Because of the drug’s short duration of action, eight to 10 marijuana cigarettes would have to be smoked each day to provide 24-hour IOP control.5 This regimen would be unlikely to allow the patient to work or drive, and intermittent use could lead to disease progression. The cost of this regimen would also greatly exceed the cost of any current glaucoma drug. By one estimate, the cost of just three marijuana cigarettes per day ($23) would total more than $8,000 over 1 year.

These limitations in the use of marijuana for the treatment of glaucoma have led major ophthalmic organizations to issue statements opposing the use of marijuana in the treatment of glaucoma. In 2009 and again in 2014, a statement from the American Academy of Ophthalmology’s Complementary Therapy Task Force noted that “no scientific evidence has been found that demonstrates increased benefit and/or diminished risk in the treatment of glaucoma compared with the wide variety of pharmaceutical agents now available.” In 2009, an American Glaucoma Society position statement declared that there is no scientific basis for the use of marijuana in the treatment of glaucoma “unless a well-tolerated formulation … with a much longer duration of action is shown in rigorous clinical testing to reduce damage to the optic nerve and preserve vision.”

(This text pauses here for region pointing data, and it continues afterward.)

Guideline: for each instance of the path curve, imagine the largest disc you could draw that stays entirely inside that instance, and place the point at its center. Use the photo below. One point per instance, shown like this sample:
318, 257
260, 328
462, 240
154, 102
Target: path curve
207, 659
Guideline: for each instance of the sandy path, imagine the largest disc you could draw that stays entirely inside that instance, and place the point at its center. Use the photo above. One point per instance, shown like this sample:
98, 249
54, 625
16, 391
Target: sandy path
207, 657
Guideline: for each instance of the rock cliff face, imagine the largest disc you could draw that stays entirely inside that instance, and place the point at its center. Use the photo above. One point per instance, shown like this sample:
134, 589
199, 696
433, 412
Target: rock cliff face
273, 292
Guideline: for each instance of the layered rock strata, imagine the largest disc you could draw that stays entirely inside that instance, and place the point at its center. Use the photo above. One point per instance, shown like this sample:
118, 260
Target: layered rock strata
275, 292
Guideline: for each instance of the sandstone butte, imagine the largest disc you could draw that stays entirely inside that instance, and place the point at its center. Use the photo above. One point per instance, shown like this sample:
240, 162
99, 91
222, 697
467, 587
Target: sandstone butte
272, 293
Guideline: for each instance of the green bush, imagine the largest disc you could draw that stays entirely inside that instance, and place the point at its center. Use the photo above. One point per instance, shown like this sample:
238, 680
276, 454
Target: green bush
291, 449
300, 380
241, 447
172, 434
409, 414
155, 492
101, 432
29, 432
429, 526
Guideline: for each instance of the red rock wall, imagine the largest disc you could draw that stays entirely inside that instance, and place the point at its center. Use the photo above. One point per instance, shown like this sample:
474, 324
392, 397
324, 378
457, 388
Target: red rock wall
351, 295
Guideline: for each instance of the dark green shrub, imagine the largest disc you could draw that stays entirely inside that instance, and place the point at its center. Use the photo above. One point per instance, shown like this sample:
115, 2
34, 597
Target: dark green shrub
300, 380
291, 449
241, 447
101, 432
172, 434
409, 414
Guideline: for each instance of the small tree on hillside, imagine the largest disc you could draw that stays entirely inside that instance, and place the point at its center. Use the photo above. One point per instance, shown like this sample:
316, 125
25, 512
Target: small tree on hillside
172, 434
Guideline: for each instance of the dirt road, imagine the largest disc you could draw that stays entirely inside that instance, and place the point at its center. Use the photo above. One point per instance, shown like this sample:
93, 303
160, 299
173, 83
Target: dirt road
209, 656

Glaucoma patients who inquire about use of marijuana should be counseled that, although the drug does lower IOP, there are many limitations to its use in glaucoma, including short duration of action, variable potency, side effects, development of tolerance, and health risks, particularly when smoked. Compared with marijuana, current glaucoma medications more consistently lower IOP with fewer side effects and a longer duration of action. Patients should be encouraged to continue adherence to prescribed therapy with long-term monitoring of their disease.